As the limits of classical computing become apparent in the post-Moore’s Law era, quantum computing offers a transformative alternative. Platforms like IBM-Q, Amazon Braket, and Microsoft Azure have opened new avenues for exploring quantum-classical synergies. My research focuses on leveraging quantum computing to address the challenges of model scalability and resource constraints in deep learning.

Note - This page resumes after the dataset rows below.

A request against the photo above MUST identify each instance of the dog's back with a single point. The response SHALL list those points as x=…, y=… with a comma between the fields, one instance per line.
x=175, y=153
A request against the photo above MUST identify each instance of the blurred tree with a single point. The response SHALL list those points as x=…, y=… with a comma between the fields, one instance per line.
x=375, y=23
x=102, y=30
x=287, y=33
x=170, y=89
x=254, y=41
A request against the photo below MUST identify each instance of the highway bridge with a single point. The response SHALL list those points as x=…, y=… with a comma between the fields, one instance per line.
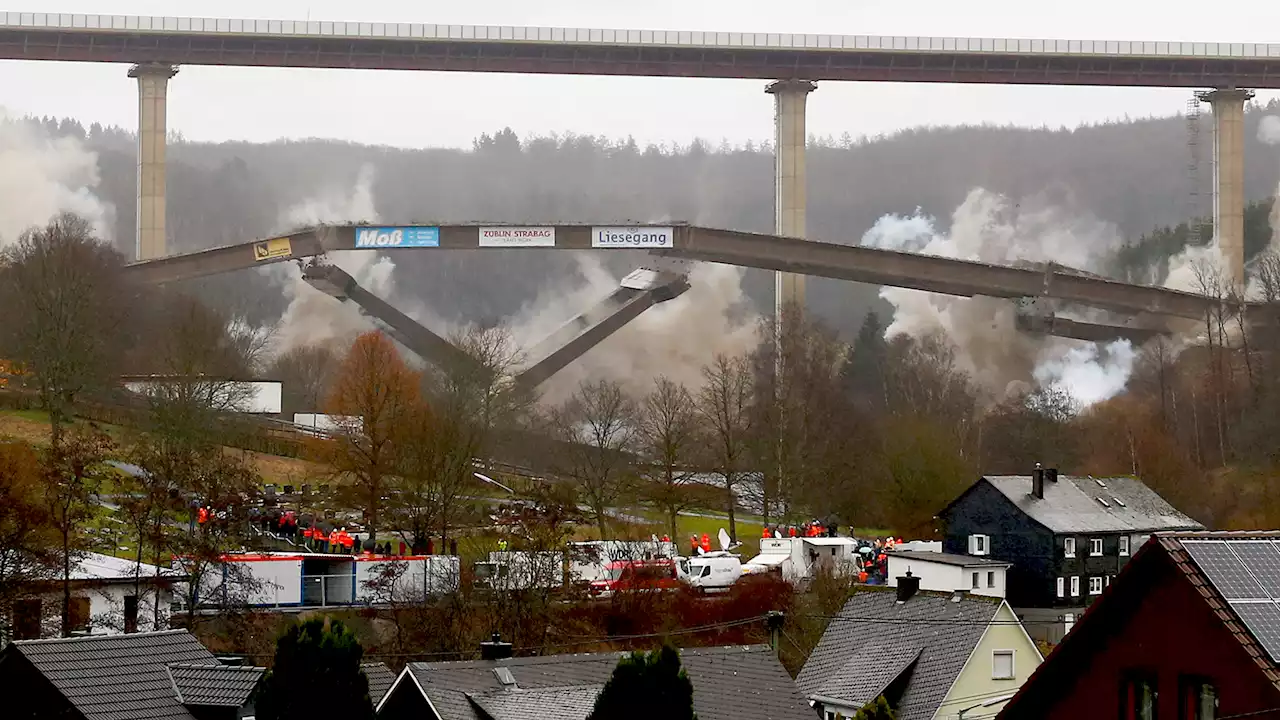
x=158, y=45
x=602, y=51
x=869, y=265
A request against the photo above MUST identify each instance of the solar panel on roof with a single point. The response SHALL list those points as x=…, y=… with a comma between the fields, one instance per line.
x=1224, y=569
x=1261, y=559
x=1264, y=621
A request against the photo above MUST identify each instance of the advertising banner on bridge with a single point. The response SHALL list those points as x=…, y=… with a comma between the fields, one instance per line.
x=272, y=249
x=632, y=237
x=412, y=236
x=517, y=237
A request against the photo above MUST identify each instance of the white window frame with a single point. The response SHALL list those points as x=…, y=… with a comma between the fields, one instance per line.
x=1013, y=664
x=979, y=545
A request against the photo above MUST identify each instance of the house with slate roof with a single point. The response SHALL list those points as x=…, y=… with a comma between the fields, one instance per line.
x=730, y=683
x=165, y=675
x=931, y=655
x=1188, y=630
x=380, y=679
x=1066, y=537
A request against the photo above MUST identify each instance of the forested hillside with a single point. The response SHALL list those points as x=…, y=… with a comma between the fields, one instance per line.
x=1129, y=173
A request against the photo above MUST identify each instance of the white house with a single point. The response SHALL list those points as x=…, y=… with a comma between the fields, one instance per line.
x=109, y=595
x=944, y=572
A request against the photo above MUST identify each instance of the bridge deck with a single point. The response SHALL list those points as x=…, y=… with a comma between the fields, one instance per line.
x=423, y=46
x=749, y=250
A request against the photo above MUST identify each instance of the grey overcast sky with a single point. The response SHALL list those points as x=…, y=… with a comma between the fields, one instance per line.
x=449, y=109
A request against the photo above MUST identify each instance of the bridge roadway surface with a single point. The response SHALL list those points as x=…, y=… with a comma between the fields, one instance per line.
x=868, y=265
x=506, y=49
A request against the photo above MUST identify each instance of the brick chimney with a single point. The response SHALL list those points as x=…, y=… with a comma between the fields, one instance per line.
x=908, y=586
x=494, y=648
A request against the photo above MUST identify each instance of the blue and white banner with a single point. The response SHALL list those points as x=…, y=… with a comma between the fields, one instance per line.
x=397, y=237
x=632, y=237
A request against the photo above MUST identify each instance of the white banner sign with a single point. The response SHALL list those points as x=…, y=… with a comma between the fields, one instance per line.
x=517, y=237
x=632, y=237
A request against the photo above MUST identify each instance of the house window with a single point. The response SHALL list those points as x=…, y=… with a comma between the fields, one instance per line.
x=1197, y=698
x=1137, y=698
x=27, y=619
x=1001, y=665
x=131, y=614
x=78, y=614
x=979, y=545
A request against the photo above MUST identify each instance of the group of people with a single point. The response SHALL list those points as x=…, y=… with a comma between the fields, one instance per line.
x=812, y=529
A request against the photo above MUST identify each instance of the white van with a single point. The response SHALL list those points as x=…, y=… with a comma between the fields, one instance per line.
x=711, y=572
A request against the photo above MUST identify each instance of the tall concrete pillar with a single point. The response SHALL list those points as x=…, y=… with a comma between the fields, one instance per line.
x=1229, y=178
x=152, y=131
x=789, y=177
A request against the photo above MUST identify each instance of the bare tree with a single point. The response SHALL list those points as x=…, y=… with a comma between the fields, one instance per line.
x=668, y=440
x=725, y=408
x=306, y=374
x=28, y=543
x=64, y=297
x=73, y=473
x=598, y=429
x=375, y=393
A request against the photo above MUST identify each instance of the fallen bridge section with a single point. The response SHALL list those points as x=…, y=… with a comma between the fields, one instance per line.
x=869, y=265
x=338, y=283
x=638, y=292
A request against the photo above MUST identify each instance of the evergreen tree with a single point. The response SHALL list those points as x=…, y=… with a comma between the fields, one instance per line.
x=316, y=674
x=647, y=686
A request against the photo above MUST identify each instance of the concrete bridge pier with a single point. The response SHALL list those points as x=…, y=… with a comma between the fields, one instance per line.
x=152, y=132
x=1229, y=178
x=789, y=177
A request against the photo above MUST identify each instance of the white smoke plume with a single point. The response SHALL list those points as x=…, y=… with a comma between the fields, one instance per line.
x=312, y=317
x=675, y=338
x=991, y=228
x=42, y=176
x=1269, y=130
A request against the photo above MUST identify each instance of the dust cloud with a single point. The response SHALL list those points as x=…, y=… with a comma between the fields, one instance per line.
x=41, y=176
x=992, y=228
x=315, y=318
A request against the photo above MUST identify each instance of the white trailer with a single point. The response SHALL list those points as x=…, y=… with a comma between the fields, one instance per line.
x=520, y=570
x=588, y=559
x=799, y=559
x=314, y=579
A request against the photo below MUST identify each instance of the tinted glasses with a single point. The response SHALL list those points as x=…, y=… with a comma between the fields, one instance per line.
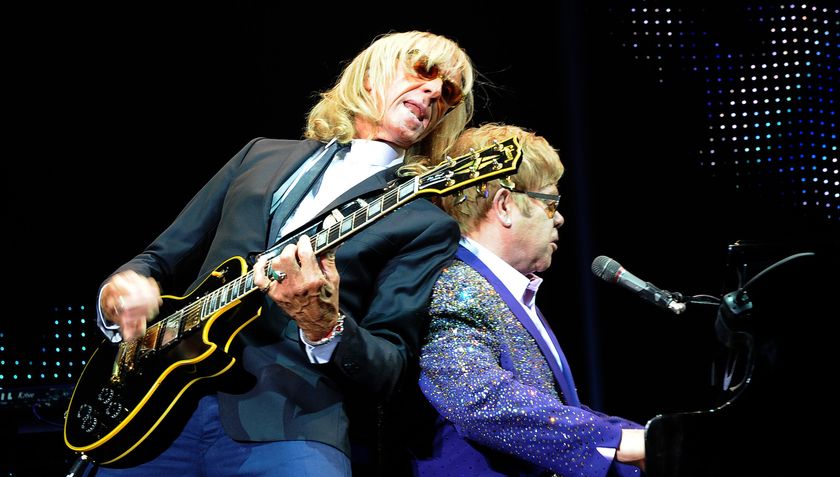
x=550, y=200
x=450, y=92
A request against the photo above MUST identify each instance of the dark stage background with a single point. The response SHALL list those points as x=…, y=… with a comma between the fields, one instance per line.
x=684, y=129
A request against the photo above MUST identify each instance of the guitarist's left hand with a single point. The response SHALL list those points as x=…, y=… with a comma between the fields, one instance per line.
x=309, y=292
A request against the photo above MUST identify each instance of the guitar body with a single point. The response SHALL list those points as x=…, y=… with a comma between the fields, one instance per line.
x=118, y=405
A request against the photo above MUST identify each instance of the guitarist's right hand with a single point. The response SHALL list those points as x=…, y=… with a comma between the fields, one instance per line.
x=129, y=300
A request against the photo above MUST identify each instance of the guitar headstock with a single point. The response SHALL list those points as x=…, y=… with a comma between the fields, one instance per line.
x=499, y=160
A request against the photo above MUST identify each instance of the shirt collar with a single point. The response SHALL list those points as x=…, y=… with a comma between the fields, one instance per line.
x=374, y=153
x=524, y=287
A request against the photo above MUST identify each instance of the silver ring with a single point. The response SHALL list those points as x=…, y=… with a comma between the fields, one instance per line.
x=274, y=275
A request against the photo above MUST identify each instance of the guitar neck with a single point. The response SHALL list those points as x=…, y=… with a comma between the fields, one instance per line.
x=500, y=159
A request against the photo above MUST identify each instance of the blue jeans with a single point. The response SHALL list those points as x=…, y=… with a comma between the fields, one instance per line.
x=203, y=449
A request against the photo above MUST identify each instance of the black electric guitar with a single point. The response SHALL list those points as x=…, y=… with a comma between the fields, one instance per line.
x=129, y=389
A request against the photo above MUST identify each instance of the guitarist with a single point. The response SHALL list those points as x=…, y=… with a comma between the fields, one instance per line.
x=336, y=329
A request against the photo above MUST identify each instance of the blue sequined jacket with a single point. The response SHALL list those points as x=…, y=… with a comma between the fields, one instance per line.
x=503, y=408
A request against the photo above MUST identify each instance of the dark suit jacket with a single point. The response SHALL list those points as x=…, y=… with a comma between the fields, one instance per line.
x=387, y=272
x=504, y=411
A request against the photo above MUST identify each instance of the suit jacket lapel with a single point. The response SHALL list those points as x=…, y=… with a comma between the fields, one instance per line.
x=286, y=169
x=377, y=181
x=565, y=382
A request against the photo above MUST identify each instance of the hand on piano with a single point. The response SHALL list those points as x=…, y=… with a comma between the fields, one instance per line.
x=631, y=449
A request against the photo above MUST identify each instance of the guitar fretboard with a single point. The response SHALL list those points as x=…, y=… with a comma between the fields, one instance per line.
x=173, y=327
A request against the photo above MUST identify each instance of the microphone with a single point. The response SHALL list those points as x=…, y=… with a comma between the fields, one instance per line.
x=611, y=271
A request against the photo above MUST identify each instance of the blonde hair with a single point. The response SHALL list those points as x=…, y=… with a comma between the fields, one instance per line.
x=334, y=115
x=540, y=167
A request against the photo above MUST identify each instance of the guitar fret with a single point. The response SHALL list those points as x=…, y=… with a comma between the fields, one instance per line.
x=192, y=318
x=333, y=234
x=320, y=240
x=346, y=225
x=389, y=200
x=214, y=302
x=406, y=189
x=171, y=327
x=359, y=218
x=149, y=340
x=375, y=208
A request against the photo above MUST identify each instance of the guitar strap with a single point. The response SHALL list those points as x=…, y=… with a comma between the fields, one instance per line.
x=282, y=208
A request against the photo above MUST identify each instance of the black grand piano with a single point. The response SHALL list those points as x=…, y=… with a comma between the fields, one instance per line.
x=774, y=371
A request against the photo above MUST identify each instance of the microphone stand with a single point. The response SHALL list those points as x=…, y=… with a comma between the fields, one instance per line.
x=79, y=466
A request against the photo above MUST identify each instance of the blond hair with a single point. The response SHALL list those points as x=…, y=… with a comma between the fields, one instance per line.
x=334, y=115
x=540, y=167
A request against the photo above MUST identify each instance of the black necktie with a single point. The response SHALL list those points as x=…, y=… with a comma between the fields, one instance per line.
x=295, y=196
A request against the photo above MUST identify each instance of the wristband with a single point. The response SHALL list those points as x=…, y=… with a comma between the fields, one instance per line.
x=336, y=331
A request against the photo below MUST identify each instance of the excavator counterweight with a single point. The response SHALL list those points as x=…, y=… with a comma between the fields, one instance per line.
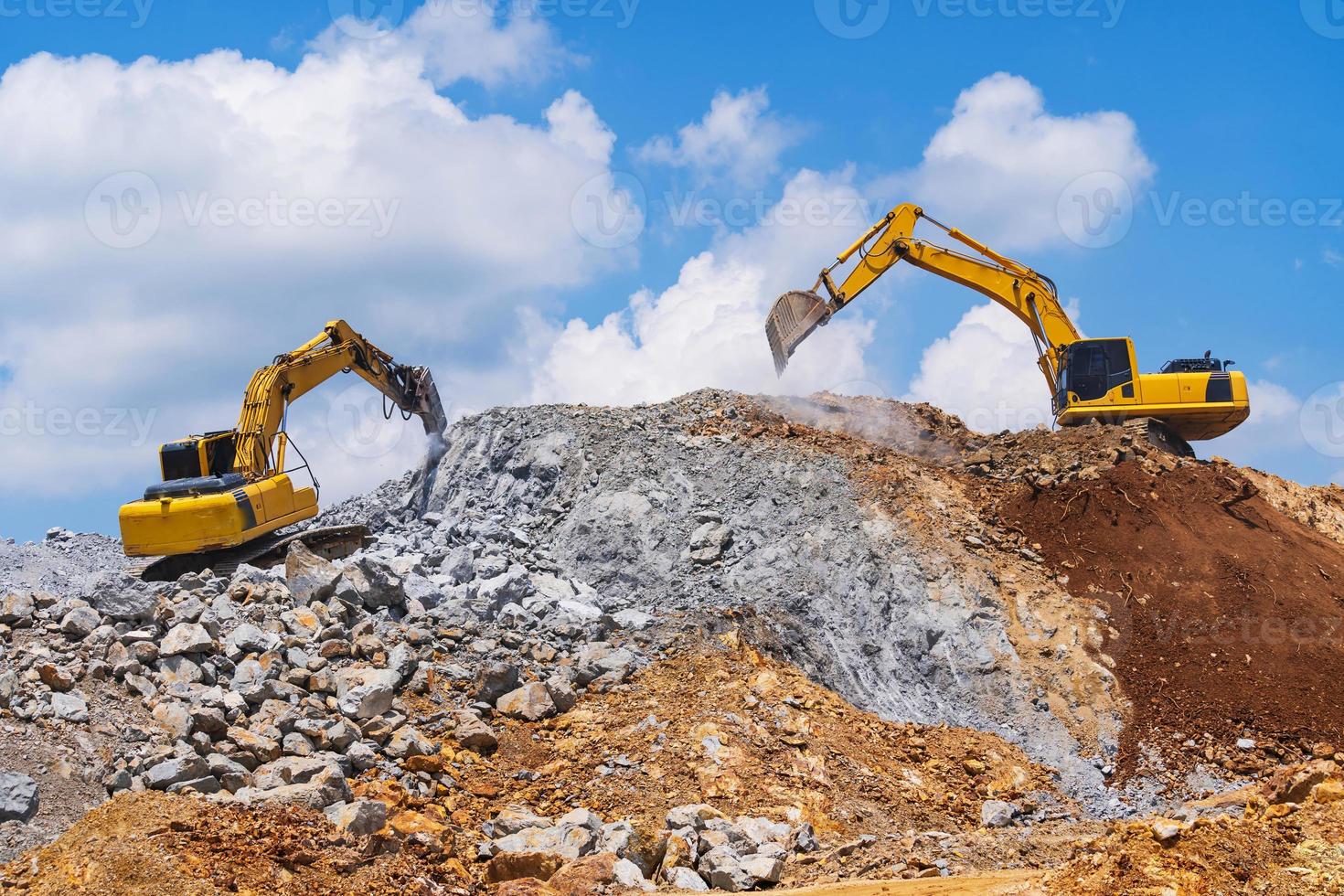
x=1089, y=379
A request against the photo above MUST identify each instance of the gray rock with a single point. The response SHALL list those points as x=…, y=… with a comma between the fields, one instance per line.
x=725, y=869
x=687, y=879
x=322, y=790
x=568, y=842
x=309, y=577
x=80, y=623
x=362, y=817
x=70, y=707
x=694, y=816
x=172, y=772
x=408, y=741
x=16, y=610
x=634, y=620
x=186, y=637
x=997, y=813
x=17, y=797
x=626, y=873
x=472, y=732
x=366, y=693
x=249, y=638
x=494, y=681
x=123, y=598
x=515, y=818
x=531, y=701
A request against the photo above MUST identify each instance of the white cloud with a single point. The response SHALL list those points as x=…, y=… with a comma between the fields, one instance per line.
x=240, y=159
x=459, y=40
x=740, y=139
x=998, y=166
x=984, y=371
x=709, y=328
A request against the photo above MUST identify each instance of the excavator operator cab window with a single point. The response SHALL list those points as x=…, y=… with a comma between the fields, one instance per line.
x=1095, y=367
x=180, y=460
x=220, y=449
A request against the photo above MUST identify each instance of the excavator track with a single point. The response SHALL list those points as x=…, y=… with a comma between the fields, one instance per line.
x=266, y=551
x=1160, y=435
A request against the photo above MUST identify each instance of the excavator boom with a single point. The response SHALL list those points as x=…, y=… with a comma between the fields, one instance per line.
x=1087, y=379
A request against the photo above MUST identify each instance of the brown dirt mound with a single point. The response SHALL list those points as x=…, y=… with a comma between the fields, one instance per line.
x=1275, y=848
x=1226, y=615
x=748, y=735
x=185, y=847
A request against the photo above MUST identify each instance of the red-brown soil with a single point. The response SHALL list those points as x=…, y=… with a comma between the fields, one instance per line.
x=1226, y=615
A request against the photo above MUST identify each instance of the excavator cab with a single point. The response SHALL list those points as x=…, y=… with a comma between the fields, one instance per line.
x=1097, y=367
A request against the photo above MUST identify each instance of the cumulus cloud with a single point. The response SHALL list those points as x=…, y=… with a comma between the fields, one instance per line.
x=172, y=225
x=707, y=329
x=1000, y=165
x=738, y=139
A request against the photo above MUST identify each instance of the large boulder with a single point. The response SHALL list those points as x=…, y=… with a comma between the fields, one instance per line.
x=17, y=797
x=366, y=693
x=309, y=577
x=122, y=598
x=532, y=701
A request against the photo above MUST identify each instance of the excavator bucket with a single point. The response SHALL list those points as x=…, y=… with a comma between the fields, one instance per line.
x=791, y=321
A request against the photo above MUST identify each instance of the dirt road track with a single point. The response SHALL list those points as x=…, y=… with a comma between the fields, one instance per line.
x=1018, y=883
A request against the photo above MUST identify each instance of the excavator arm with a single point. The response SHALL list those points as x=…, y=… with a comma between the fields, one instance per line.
x=1090, y=379
x=294, y=374
x=1029, y=295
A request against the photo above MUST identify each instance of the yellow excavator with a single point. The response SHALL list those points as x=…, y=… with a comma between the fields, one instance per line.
x=225, y=493
x=1090, y=379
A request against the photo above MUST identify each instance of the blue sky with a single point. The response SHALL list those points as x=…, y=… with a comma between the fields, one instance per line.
x=1224, y=108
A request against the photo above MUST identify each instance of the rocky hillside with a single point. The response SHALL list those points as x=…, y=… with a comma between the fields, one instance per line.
x=720, y=643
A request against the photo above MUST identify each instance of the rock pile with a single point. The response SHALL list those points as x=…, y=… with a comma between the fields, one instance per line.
x=276, y=687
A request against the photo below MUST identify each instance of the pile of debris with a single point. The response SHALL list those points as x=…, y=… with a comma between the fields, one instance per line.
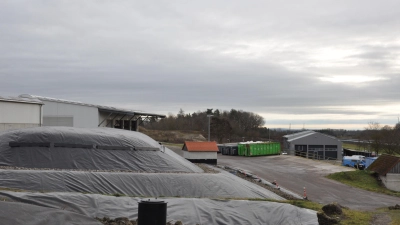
x=331, y=214
x=396, y=207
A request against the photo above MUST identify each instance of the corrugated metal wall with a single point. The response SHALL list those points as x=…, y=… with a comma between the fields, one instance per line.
x=16, y=115
x=63, y=114
x=395, y=169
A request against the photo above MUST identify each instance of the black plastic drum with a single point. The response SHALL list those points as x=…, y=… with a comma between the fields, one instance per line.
x=152, y=212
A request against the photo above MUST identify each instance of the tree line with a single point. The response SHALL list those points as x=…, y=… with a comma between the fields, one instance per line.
x=225, y=126
x=380, y=139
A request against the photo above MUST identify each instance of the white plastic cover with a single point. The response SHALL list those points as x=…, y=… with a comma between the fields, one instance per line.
x=187, y=210
x=96, y=158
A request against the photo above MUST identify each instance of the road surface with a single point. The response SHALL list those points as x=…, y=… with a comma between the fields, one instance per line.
x=294, y=173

In the NISQ era, quantum computing faces significant constraints, including limited qubit availability, noise-prone devices, and inefficient single-tenant architectures. These limitations often lead to underutilized resources, long wait times, and restricted access to quantum capabilities. To address these challenges, my future research will focus on developing a multi-tenant quantum cloud system that incorporates circuit-cutting techniques and Kubernetes-based infrastructure. Circuit cutting enables the decomposition of large quantum circuits into smaller subcircuits that can be executed on resource-constrained quantum devices. This approach allows more efficient use of available hardware by enabling complex algorithms to run on smaller quantum systems, overcoming current scalability limitations. To further enhance efficiency, we integrate ML-based scheduling algorithms that leverage historical and real-time workload data to predict optimal task placements at each qubit’s level. These models will dynamically allocate qubits, maximizing throughput and minimizing contention in a shared environment. Together, these innovations aim to lower the barriers to quantum accessibility, enabling scalable, high-performance quantum cloud systems for diverse applications while making quantum computing more efficient and practical in the near term.

New Icon

From a practical system point of view, we proposed QuClassi, a hybrid quantum-classical deep neural network architecture for classification problems (e.g. face recognition). With a limited number of qubits, our novel system is able to reduce 95% of the size of the classic learning models. To the best of our knowledge, QuClassi is the first practical solution that tackles image classification problems in the quantum setting. Additionally, comparing QuClassi to the other similarly parameterized classical neural networks, QuClassi outperformed them by learning significantly faster (up to 53%) and achieved up to 215% higher accuracy in our experiments. Besides experiments on local simulators, we conducted our experiments on real quantum computers, IBM-Q Experience, to evaluate the proposed system.

New Icon

High-performance Classical Computing Systems

The rapid growth of deep learning and big data analytics has created a pressing demand for high-performance computing systems. These systems power decision-making processes by efficiently analyzing large datasets using sophisticated scheduling algorithms. However, effectively distributing containers across physical hosts remains a significant challenge. My contributions to this field, detailed in publications, focus on optimizing system performance for containerized deep-learning applications. A key achievement is FlowCon (i.e. published on IEEE Transaction on Cloud Computing (TCC) 2022), a system for managing virtualized container clusters tailored for distributed workloads. Tested on Google Cloud, FlowCon has reduced completion times by 68.8% and overall makespan by 18%. Building on this foundation, we developed DQoES (Differentiated Quality of Experience Scheduling, another publication in TCC 2022) for deep learning applications. DQoES dynamically adjusts resource allocation to meet clients’ QoE targets, ensuring satisfying user experiences. Experiments have shown its adaptability across workloads, achieving up to 8x more satisfied models compared to existing systems.